L’agent Kessler appartient au FBI. Il était stagiaire aux services techniques, à ce qu’il m’a dit, et a vite été promu au rang d’agent de terrain, tout comme moi-même j’ai vite été promu inspecteur quand tout le monde a démissionné ou disparu. La conspiration d’Astronaut a été sa première affaire – « je travaille encore dessus, pour tout dire », précise-t-il en levant les yeux vers le drapeau et la pelouse miteuse du commissariat de Rotary.
Il a suffi de dix minutes de numéro du gentil flic/méchant flic pour que Skeve commence à bavasser à propos de bases lunaires, et l’équipe de Kessler a tout de suite reconnu en lui un crétin inoffensif. Mais ensuite, ils ont mis la main sur un autre naïf envoyé à l’abattoir par Astronaut, et compris ce que le bonhomme cherchait réellement : des armes nucléaires. Alors, ils ont décidé de les lui donner. Kessler a donc endossé le rôle de Jordan Wills, un provocateur content de lui et blagueur, en Ray Ban de pacotille.
« Je me suis pointé chez le mec en pleine nuit, continue Jordan/Kessler. Et je lui ai débité une histoire à dormir debout. Comme quoi j’étais un ancien enseigne des marines . “J’ai mis la main sur un tas de documents, sur un savant qui a un plan diabolique. J’ai entendu parler de ton groupe… tu es le seul à pouvoir nous aider. Vous êtes les seuls !”
— Et il a marché !
— Oh ! Il a couru. On lui a dit qu’il y avait d’autres équipes, réparties dans tout le pays. On lui a donné le rôle précis que ses potes et lui devaient jouer. Et vroum, les voilà partis. À chercher les bombes imaginaires partout où je leur disais de chercher. Par monts et par vaux, comme on dit. Pendant ce temps-là, ils ne tuaient personne. Et ils ne trouvaient pas les vraies bombes. C’était une manière de les occuper, quoi. »
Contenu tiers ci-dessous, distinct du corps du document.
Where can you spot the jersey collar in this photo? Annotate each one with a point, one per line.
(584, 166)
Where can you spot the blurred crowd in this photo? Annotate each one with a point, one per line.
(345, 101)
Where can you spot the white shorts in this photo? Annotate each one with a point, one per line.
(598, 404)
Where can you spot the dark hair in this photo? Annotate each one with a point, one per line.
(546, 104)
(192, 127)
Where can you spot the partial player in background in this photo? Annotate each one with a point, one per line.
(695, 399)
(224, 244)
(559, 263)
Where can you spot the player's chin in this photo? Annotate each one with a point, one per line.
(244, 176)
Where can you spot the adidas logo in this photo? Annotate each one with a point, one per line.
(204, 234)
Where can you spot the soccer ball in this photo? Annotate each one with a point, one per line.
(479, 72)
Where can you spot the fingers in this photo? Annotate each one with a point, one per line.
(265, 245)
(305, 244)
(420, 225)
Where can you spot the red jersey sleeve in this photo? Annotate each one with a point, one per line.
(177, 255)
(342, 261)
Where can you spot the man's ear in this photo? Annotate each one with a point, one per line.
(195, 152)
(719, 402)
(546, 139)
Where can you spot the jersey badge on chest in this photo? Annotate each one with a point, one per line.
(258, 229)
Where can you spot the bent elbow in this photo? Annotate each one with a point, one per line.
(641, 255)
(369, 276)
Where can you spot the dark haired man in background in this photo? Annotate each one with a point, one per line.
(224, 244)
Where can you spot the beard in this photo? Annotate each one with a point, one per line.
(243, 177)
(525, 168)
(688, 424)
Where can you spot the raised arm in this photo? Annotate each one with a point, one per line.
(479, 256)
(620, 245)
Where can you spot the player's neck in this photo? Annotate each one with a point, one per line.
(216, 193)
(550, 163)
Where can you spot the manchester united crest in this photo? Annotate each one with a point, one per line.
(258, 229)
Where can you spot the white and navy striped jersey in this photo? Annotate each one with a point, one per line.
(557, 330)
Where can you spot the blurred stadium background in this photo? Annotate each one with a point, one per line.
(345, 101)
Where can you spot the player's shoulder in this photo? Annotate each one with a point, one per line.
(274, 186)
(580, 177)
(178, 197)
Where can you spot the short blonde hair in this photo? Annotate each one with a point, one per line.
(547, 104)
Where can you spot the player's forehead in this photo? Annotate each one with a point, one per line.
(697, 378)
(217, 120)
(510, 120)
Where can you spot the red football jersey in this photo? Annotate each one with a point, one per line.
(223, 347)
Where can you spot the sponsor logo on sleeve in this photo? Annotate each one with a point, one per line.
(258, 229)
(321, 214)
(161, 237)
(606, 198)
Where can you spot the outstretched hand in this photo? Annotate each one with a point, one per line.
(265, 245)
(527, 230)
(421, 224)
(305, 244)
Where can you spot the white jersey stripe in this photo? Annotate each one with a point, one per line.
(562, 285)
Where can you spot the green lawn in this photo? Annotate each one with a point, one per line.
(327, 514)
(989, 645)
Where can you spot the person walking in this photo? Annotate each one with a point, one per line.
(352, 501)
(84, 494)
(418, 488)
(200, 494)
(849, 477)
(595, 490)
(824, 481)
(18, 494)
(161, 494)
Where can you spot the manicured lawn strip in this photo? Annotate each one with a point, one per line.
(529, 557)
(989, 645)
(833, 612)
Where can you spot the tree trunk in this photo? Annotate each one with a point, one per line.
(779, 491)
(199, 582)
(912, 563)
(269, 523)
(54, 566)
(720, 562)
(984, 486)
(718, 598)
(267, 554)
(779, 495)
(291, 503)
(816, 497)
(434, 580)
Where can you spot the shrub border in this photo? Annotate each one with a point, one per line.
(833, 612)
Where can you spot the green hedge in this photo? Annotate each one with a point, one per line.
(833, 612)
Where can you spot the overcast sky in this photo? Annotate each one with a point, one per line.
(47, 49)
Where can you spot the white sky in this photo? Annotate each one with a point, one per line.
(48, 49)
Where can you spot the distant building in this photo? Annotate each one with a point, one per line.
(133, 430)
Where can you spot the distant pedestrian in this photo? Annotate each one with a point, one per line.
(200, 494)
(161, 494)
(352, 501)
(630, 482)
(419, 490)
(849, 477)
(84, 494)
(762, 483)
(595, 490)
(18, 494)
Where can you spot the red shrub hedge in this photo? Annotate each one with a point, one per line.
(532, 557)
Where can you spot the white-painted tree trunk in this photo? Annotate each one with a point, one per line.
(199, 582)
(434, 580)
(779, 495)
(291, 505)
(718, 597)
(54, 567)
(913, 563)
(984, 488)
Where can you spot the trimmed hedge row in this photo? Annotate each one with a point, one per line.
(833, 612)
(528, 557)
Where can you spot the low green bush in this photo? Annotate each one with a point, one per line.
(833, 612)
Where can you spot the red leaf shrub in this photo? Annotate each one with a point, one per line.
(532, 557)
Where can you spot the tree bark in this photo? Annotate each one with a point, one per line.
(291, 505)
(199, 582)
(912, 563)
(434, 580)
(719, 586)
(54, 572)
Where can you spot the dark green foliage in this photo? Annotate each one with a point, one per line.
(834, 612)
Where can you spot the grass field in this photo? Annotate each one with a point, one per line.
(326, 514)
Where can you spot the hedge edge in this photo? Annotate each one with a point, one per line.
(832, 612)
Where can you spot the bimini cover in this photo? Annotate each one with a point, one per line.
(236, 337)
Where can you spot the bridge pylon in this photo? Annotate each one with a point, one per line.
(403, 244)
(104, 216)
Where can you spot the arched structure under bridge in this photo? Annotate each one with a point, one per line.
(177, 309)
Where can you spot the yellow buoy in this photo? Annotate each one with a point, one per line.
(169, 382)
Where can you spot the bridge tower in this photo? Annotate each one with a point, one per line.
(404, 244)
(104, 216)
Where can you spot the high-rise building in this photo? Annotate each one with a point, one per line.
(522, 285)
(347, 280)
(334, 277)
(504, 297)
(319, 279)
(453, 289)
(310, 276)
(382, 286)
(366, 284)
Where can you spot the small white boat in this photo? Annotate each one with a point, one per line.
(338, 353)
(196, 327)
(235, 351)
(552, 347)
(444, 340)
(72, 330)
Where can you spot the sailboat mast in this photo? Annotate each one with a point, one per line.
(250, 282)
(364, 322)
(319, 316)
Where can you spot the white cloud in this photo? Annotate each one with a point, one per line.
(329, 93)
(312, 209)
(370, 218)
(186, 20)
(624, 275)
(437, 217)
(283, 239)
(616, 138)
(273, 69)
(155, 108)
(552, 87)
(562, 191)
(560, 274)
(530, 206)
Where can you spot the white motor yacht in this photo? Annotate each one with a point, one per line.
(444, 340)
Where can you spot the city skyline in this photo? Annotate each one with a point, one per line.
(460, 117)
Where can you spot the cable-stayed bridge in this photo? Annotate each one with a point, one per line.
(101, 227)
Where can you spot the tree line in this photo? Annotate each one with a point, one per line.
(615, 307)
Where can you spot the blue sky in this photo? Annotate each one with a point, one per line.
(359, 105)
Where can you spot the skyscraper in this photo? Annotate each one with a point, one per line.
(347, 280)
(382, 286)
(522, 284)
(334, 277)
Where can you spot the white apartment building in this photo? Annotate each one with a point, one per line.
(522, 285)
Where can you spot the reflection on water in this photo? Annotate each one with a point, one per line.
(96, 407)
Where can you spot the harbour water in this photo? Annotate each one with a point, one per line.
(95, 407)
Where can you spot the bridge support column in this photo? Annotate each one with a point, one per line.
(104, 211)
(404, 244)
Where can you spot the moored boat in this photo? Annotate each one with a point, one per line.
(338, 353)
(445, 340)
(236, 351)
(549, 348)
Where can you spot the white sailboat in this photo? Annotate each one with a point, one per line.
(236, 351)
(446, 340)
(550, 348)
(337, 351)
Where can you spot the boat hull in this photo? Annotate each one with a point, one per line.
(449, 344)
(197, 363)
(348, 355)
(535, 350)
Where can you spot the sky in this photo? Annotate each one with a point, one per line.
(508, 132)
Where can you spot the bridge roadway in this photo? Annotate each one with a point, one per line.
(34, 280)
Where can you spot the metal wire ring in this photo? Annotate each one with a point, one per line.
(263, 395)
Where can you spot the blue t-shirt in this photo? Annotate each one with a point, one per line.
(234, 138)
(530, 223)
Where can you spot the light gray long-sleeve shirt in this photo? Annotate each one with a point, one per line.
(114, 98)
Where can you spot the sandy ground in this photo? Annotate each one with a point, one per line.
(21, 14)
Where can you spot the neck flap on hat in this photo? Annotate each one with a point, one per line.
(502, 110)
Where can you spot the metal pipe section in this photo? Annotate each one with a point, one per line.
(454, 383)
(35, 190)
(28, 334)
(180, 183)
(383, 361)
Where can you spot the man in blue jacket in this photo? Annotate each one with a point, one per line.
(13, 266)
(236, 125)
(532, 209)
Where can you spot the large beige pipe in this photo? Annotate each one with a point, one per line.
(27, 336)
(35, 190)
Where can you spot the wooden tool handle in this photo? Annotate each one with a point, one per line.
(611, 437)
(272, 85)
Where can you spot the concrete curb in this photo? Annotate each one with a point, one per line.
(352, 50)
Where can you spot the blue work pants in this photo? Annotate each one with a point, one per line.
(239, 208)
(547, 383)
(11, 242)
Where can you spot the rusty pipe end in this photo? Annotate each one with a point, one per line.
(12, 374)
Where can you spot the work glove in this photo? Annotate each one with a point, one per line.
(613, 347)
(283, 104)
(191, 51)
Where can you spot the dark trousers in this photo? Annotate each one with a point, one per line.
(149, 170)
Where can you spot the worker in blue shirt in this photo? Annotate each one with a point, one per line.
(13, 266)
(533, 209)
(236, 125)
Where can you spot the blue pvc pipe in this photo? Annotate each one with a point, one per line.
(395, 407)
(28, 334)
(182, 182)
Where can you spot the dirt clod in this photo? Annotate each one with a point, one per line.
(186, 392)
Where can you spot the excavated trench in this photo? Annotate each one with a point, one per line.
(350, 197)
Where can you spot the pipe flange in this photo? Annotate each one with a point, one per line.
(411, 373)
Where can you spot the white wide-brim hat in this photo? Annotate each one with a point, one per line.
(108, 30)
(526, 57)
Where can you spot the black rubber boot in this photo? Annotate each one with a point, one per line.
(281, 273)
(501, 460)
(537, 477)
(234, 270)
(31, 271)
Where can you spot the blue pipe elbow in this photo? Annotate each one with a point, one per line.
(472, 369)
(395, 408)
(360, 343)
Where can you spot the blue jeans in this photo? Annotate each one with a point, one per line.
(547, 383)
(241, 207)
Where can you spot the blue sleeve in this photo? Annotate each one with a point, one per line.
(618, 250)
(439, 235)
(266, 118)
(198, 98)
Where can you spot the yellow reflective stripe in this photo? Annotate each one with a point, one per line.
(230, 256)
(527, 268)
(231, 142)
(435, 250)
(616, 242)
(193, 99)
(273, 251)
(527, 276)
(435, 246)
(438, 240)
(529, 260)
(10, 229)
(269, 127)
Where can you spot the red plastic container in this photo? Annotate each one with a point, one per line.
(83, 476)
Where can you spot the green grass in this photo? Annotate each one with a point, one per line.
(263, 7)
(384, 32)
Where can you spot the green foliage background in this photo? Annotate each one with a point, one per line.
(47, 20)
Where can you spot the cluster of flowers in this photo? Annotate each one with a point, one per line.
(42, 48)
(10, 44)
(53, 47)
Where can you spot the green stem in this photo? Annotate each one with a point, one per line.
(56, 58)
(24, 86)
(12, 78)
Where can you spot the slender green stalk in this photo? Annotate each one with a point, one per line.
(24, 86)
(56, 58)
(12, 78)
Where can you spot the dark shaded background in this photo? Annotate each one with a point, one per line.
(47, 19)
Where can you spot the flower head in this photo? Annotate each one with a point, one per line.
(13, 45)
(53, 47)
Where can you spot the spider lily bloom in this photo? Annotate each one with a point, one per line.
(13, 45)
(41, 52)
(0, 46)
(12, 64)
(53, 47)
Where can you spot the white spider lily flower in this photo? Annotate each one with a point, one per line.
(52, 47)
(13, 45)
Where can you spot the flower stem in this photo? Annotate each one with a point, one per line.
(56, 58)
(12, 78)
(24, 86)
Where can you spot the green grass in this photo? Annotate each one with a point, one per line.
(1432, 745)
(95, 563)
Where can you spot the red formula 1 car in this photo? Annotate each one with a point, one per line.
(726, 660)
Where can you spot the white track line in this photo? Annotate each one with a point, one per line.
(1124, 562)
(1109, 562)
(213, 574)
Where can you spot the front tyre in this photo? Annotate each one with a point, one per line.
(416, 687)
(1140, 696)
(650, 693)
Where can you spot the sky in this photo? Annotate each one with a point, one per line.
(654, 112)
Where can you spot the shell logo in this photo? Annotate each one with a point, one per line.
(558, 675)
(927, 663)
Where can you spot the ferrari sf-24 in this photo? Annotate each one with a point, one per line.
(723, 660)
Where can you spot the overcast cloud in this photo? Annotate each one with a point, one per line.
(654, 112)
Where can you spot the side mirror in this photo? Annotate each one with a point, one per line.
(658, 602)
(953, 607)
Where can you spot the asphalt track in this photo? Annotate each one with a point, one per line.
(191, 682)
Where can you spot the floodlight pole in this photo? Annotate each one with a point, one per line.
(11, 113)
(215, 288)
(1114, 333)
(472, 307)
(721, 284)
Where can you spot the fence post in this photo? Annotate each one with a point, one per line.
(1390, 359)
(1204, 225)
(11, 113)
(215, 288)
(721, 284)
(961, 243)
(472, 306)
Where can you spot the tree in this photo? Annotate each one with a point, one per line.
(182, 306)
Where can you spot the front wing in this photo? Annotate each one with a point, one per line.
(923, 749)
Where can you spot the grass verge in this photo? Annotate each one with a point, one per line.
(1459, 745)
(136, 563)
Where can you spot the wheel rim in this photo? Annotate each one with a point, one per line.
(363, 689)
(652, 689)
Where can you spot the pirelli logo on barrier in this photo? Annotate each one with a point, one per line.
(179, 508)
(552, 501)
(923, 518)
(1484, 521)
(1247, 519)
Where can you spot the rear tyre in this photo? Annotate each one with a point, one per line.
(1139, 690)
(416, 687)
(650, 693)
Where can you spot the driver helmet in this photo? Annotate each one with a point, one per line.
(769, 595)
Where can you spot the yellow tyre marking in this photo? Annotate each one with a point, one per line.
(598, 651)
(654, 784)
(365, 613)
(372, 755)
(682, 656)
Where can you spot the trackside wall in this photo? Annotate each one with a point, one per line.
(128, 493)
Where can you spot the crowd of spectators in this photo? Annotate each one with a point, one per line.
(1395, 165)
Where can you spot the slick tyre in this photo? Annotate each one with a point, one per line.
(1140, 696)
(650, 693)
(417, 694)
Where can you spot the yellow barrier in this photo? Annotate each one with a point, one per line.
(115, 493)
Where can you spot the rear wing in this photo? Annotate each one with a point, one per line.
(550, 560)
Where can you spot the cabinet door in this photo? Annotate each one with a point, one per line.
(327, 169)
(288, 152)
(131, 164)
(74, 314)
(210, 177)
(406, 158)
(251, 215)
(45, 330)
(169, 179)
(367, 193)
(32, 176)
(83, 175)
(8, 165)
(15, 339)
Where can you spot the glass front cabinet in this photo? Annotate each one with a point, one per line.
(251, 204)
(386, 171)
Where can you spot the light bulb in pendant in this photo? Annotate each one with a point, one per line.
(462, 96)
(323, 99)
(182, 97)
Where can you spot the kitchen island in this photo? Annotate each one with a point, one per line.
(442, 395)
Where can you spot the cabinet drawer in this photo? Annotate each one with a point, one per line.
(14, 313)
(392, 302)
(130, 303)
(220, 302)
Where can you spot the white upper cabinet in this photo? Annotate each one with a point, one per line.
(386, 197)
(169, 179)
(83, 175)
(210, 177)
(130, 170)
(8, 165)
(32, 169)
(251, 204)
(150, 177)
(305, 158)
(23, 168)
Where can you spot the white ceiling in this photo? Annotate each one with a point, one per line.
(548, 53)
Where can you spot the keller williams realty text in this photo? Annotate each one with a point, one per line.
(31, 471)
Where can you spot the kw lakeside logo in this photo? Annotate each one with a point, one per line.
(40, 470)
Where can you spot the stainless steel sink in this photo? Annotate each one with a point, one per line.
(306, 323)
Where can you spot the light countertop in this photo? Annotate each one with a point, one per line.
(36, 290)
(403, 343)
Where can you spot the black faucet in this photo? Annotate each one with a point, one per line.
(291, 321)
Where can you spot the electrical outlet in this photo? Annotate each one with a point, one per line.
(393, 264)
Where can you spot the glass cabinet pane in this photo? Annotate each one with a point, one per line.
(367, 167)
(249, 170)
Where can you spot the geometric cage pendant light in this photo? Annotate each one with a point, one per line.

J’écoute. Je hoche la tête. C’est bien, c’est une bonne histoire. Le genre d’histoires que j’aime, l’histoire d’une opération de maintien de l’ordre bien conçue et bien exécutée, menée à bien par des agents diligents restant au travail pour assurer la sécurité des bonnes gens, même dans les circonstances les plus difficiles. Un leurre à long terme, avec une intention claire et une stratégie simple : identifier les membres d’une organisation, les occuper, alimenter le feu de leur espoir fou. Cependant, cette histoire touche un point sensible en moi, vraiment. J’écoute, et de temps en temps je reprends ma tête entre mes mains tandis que les larmes roulent autour de mes doigts.
Kessler et ses collègues ont fourni à Astronaut tout le décorum nécessaire pour les convaincre, lui et sa bande, qu’ils étaient impliqués dans une conspiration réelle. Accès à Internet et équipement de communication, documents d’aspect officiel à en-tête de la NASA et de la Naval Intelligence. Et bien sûr, le top du top de l’accessoire : un Seahawk SH-60, hélicoptère bimoteur de portée médiane, qu’un collègue de Kessler a réussi à emprunter à une division de la Navy qui venait d’être rapatriée d’une mission de maintien de la paix, désormais obsolète, dans la corne de l’Afrique.
Tous ces éléments qui m’avaient porté à me demander, aux heures les plus sombres, si ce n’était pas moi qui me trompais, si la vérité était réellement la vérité. Tout avait l’air vrai parce que tout était fait pour.